According ot a post in Phrase Finder:
>The Oxford English Dictionary defines "pin-money" as "an annual sum allotted to a woman for personal expenses in dress, etc.; esp. such an allowance settled upon a wife for her private expenditure."
"Pin money" was often specified in marriage settlements. A 1921 "treatise on the law of domestic relations" has a whole chapter on pin money.
>The wife's pin money constitutes a feature of English marriage settlements in modern times. Pin-money may be defined as a certain provision for the wife's dress and pocket, to which there is annexed the duty of expending it in her "personal apparel decoration or ornament."
I found a mid-19th C. court case where it was stated that the husband (in this case a Duke) could compel his wife to spend the money so her appearance was befitting her station and the husband could withhold the money if she wasn't using it as he wanted.
The earliest known mention dates to a 1542 will. "I give my said doughter Margarett my lease of the parsonadge of Kirkdall Churche.. to by her pynnes withal." The first mention of "pin=money" itself is 1674 "On difference between him and his lady about settlement of 200£. per annum,
pin-mony in case of separation."
Pins were scarce & expensive--in 1543, PArliament passed a law setting a celling on the price.
There is also "butter and egg money." This was money that a farmwife would get from selling butter, eggs, chickens etc. at a market. It might be used as household money, an emergency fund, or as the wife's own spending money--for a treat for herself or her children, for instance.

Teaching "How much is your pocket money" is particularly poor pedagogy, because "how much is" is generally used for asking prices, not incomes. It tends to confirm my view that English is often taught poorly in Spain. I have come across plenty of Spaniards whose English has idiosyncrasies that fail to go away despite them living here for an extended period, and thus obtaining no confirmation of their way of saying it, and repeated confirmation of something different. They must have been very thoroughly taught that idiosyncrasy at school.
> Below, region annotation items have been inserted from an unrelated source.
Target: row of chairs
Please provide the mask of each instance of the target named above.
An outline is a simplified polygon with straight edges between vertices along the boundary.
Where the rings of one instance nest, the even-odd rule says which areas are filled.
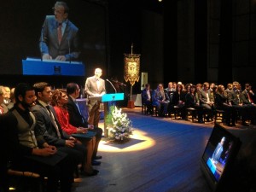
[[[157,108],[156,106],[152,106],[153,108],[153,111],[151,112],[151,115],[157,117],[158,116],[158,111],[157,111]],[[190,117],[192,119],[192,122],[195,122],[195,119],[197,119],[197,110],[195,108],[189,108],[186,109],[187,113],[188,113],[188,117]],[[180,116],[180,110],[179,108],[177,106],[174,106],[173,107],[173,110],[172,110],[173,115],[174,115],[174,119],[177,119],[178,116]],[[148,114],[149,113],[149,110],[147,108],[146,104],[143,104],[142,105],[142,113],[143,114]],[[171,114],[169,114],[169,116],[171,116]],[[214,122],[216,123],[216,121],[221,121],[224,125],[225,125],[225,121],[224,121],[224,110],[219,110],[219,109],[216,109],[215,113],[214,113]],[[206,119],[206,114],[204,113],[204,119]]]

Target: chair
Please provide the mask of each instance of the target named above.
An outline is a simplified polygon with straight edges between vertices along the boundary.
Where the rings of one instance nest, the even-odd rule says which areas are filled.
[[[152,105],[153,113],[152,116],[158,117],[158,110],[156,105]]]
[[[175,119],[177,119],[177,116],[180,116],[180,108],[178,106],[173,106],[173,113]]]
[[[215,113],[214,124],[216,124],[217,120],[220,120],[224,125],[225,125],[225,118],[224,118],[225,112],[224,110],[216,109],[214,113]]]
[[[196,109],[195,108],[187,108],[187,112],[188,112],[188,117],[189,116],[191,116],[191,119],[192,119],[192,122],[194,123],[195,122],[195,118],[196,118]]]
[[[7,174],[9,177],[9,184],[15,191],[44,191],[44,178],[38,173],[31,172],[20,172],[9,169]]]
[[[147,114],[147,105],[145,103],[142,103],[142,113]]]

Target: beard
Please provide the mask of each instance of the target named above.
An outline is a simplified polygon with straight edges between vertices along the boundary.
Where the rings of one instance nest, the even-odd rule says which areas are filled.
[[[29,108],[32,107],[32,103],[29,104],[29,103],[27,103],[27,102],[24,102],[24,101],[22,101],[22,102],[20,102],[20,104],[22,105],[22,107],[23,107],[24,108]]]

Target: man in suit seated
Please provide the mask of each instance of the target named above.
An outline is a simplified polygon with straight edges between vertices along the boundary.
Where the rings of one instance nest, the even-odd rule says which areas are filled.
[[[79,96],[80,89],[79,84],[75,83],[69,83],[67,84],[67,94],[68,96],[68,102],[67,104],[67,111],[69,114],[69,123],[76,127],[90,127],[90,131],[95,131],[96,134],[96,143],[95,148],[92,154],[92,166],[99,166],[101,164],[100,161],[96,161],[96,160],[100,160],[102,157],[101,155],[97,155],[99,143],[102,137],[102,129],[94,126],[93,125],[88,124],[87,120],[81,114],[79,105],[77,104],[76,99]]]
[[[38,82],[33,87],[37,101],[32,111],[38,122],[35,126],[38,143],[44,147],[54,145],[59,151],[67,154],[73,162],[69,166],[74,172],[79,164],[86,160],[87,149],[85,146],[77,143],[74,137],[62,131],[53,107],[48,104],[51,102],[52,96],[50,85],[46,82]]]
[[[153,114],[152,93],[150,84],[146,84],[145,89],[142,90],[142,102],[147,107],[146,113],[150,114]]]
[[[7,160],[10,160],[12,169],[47,177],[47,192],[57,192],[59,181],[61,190],[70,192],[74,172],[72,165],[74,161],[63,153],[62,159],[60,159],[59,154],[58,154],[55,146],[48,143],[40,144],[36,140],[34,129],[38,121],[30,111],[36,99],[33,88],[20,83],[15,87],[15,95],[16,102],[14,108],[3,115],[4,125],[1,128],[6,128],[4,145],[8,146],[9,150],[5,148],[1,159],[9,158]],[[21,189],[17,189],[20,191]]]
[[[80,54],[79,28],[69,20],[69,8],[65,2],[56,2],[55,15],[47,15],[44,22],[40,51],[43,60],[72,61]]]

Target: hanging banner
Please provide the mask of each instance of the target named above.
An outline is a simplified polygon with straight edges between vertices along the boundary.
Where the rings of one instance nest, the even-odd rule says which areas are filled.
[[[125,54],[125,80],[130,81],[131,86],[140,79],[140,55]]]

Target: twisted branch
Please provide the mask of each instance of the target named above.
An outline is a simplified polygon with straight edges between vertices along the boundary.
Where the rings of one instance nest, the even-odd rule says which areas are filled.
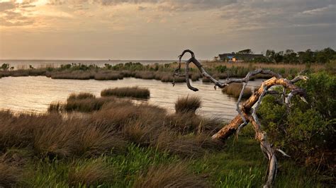
[[[304,76],[298,76],[290,81],[286,78],[283,78],[280,74],[274,73],[270,70],[257,69],[249,72],[243,78],[228,78],[225,81],[220,82],[213,78],[209,74],[206,72],[201,64],[195,58],[195,54],[194,54],[194,52],[190,49],[184,50],[182,54],[179,56],[179,67],[174,70],[174,76],[183,76],[183,75],[180,74],[181,59],[184,55],[184,54],[187,52],[191,54],[191,57],[186,62],[186,71],[185,75],[184,76],[186,77],[186,84],[189,89],[194,91],[198,90],[197,88],[193,87],[189,82],[189,66],[190,63],[194,63],[201,71],[203,76],[208,78],[211,82],[214,83],[215,88],[217,86],[219,88],[224,88],[231,83],[243,83],[242,89],[240,92],[240,95],[239,96],[238,101],[237,103],[237,111],[238,112],[238,115],[237,115],[233,120],[231,120],[229,124],[224,126],[223,128],[222,128],[219,131],[215,134],[212,136],[212,138],[214,139],[225,140],[234,133],[239,132],[239,131],[242,127],[244,127],[249,122],[250,122],[252,124],[253,128],[254,129],[256,139],[260,141],[260,147],[262,151],[265,155],[265,157],[269,160],[267,178],[265,185],[264,187],[271,187],[274,182],[277,170],[277,161],[276,157],[275,155],[275,151],[279,151],[285,156],[289,155],[280,149],[272,148],[271,144],[267,140],[266,133],[263,131],[261,129],[261,124],[259,122],[258,117],[257,116],[257,110],[258,110],[258,107],[259,107],[262,102],[262,98],[267,94],[281,94],[283,101],[285,102],[285,103],[288,105],[290,105],[291,100],[294,95],[299,95],[303,101],[306,102],[305,99],[305,91],[303,89],[295,86],[294,83],[301,80],[306,81],[308,79],[308,77]],[[262,83],[261,87],[259,88],[259,90],[257,92],[254,92],[249,99],[247,99],[242,103],[241,107],[240,107],[239,104],[242,99],[242,95],[243,94],[244,89],[245,88],[247,82],[251,78],[251,76],[258,74],[268,74],[272,76],[273,77],[269,80],[264,81]],[[278,92],[271,90],[269,90],[269,89],[273,86],[281,86],[284,88],[282,93],[279,93]],[[289,90],[289,93],[288,95],[286,95],[286,90]],[[254,109],[252,109],[252,107],[254,105],[255,107]],[[251,112],[252,112],[252,114]]]

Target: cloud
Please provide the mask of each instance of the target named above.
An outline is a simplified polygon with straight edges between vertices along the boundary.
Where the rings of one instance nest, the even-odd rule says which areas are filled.
[[[0,11],[11,10],[16,7],[16,5],[12,1],[0,2]]]
[[[28,8],[35,7],[30,3],[35,1],[24,1],[21,4],[15,1],[0,3],[0,25],[6,27],[24,26],[35,23],[35,18],[24,15]]]
[[[259,29],[335,25],[332,1],[240,1],[217,13],[223,21],[236,29]]]

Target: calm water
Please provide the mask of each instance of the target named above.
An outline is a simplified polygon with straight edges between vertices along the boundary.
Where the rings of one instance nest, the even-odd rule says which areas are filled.
[[[262,80],[250,81],[248,86],[257,87],[261,82]],[[118,81],[83,81],[51,79],[45,76],[5,77],[0,78],[0,109],[45,112],[50,102],[65,101],[73,92],[90,92],[99,97],[105,88],[138,86],[150,90],[148,100],[150,104],[164,107],[169,112],[174,112],[174,102],[179,96],[196,95],[203,101],[203,107],[198,111],[201,115],[232,119],[237,114],[234,98],[223,94],[220,89],[215,90],[211,83],[196,81],[192,84],[199,91],[189,90],[185,83],[177,83],[173,87],[170,83],[133,78]]]
[[[4,60],[0,59],[0,65],[9,64],[10,67],[13,66],[15,69],[29,69],[31,65],[34,68],[60,67],[62,64],[82,64],[86,65],[95,64],[102,67],[105,64],[116,65],[128,62],[140,62],[144,65],[157,64],[169,64],[177,61],[177,60]]]

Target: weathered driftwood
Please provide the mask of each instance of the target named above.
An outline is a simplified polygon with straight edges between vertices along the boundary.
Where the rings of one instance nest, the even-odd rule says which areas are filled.
[[[189,52],[191,54],[191,57],[186,61],[186,69],[184,74],[181,74],[181,59],[185,53]],[[208,78],[215,84],[215,89],[216,87],[224,88],[231,83],[242,83],[243,87],[240,93],[240,95],[237,102],[237,111],[238,115],[237,115],[231,122],[224,126],[219,131],[215,134],[212,138],[214,139],[222,139],[225,140],[230,136],[233,135],[246,126],[250,122],[255,131],[255,138],[260,141],[260,147],[265,157],[269,160],[269,168],[267,170],[267,178],[265,183],[264,187],[271,187],[274,182],[275,177],[276,175],[277,170],[277,161],[275,155],[275,151],[279,151],[285,156],[289,156],[284,151],[280,149],[276,149],[272,147],[272,145],[268,141],[267,134],[261,129],[261,124],[259,122],[258,117],[257,116],[257,110],[261,104],[262,100],[264,96],[267,94],[280,94],[282,97],[282,100],[284,103],[290,105],[291,99],[293,95],[299,95],[301,99],[306,102],[304,96],[305,91],[297,87],[294,83],[301,80],[306,80],[308,78],[303,76],[298,76],[293,80],[288,80],[282,78],[280,74],[274,73],[270,70],[262,70],[257,69],[253,71],[250,71],[243,78],[235,78],[235,79],[227,79],[223,82],[217,81],[208,74],[203,67],[202,64],[195,58],[194,52],[189,49],[184,50],[181,55],[179,56],[179,67],[174,71],[174,76],[185,76],[186,82],[188,88],[194,91],[198,90],[197,88],[193,87],[189,82],[189,66],[190,63],[194,63],[197,68],[200,70],[203,76]],[[243,90],[251,78],[251,76],[258,74],[268,74],[273,77],[269,80],[264,81],[259,90],[253,93],[253,95],[245,101],[240,107],[240,102],[242,99]],[[173,82],[173,84],[174,83]],[[282,93],[278,93],[274,90],[269,90],[269,89],[273,86],[281,86],[284,87]],[[289,93],[286,95],[286,91],[289,90]],[[254,107],[253,108],[253,107]]]

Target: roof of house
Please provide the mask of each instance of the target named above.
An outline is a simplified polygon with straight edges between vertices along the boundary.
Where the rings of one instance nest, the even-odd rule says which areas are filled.
[[[263,57],[263,54],[234,54],[234,53],[226,53],[218,55],[220,59],[225,59],[228,57],[233,57],[237,59],[252,59],[258,57]]]

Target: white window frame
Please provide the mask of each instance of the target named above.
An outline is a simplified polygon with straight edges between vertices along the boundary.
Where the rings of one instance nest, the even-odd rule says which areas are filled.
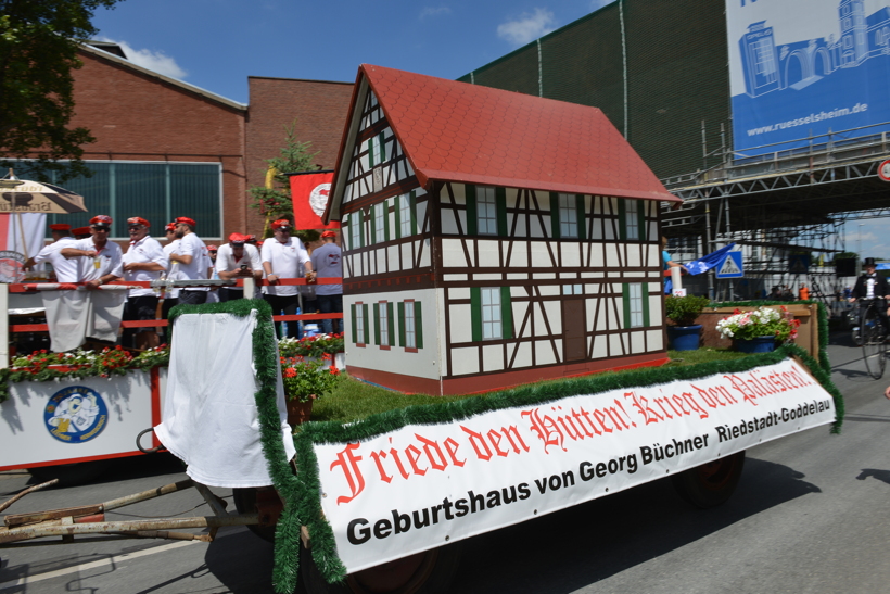
[[[643,328],[643,283],[630,282],[627,283],[628,309],[631,312],[630,327]]]
[[[500,340],[504,324],[500,317],[500,288],[483,287],[482,296],[482,340]]]
[[[577,202],[574,194],[557,194],[559,201],[559,236],[577,238]]]
[[[476,232],[481,236],[497,235],[497,197],[495,189],[476,187],[475,193]]]

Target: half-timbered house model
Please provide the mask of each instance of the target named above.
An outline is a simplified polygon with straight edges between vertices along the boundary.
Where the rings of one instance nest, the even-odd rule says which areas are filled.
[[[348,372],[456,394],[664,363],[677,200],[598,109],[361,65],[326,213]]]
When I was learning Latin, in a fairly early part of the textbook were translation exercises using the story of the Trojan Wars. Yes I know those are Greek rather than Latin, but that is what the textbook had; these were texts written by the textbook author, not taken from some classical work. However to compound the curious choice of subject matter, the textbook hadn't got to 3rd gp nouns yet, and thus felt they couldn't put Paris in, or anyone else whose name was 3rd gp. So they called Paris Alexander instead, which was his second name or something. A few others were likewise given alternative names. I thought this was Very Silly. Surely they could have done better than that.
Teaching "How much is your pocket money" is particularly poor pedagogy, because "how much is" is generally used for asking prices, not incomes
What about "How much is your present salary?" Same thing, surely. Not an uncommon question.
What about "How much is your present salary?" Same thing, surely. Not an uncommon question.
Nonsense.
In the first place, asking about salaries is not at all common in the English-speaking world. There's a very strong social taboo on the question.
In the second place, the idiomatic way someone would ask the question (in the unlikely event it needed to be asked...say by someone filling out a form in an HR department) is " What is your present salary?" "How much is your present salary" sounds like someone mentally translating from another language.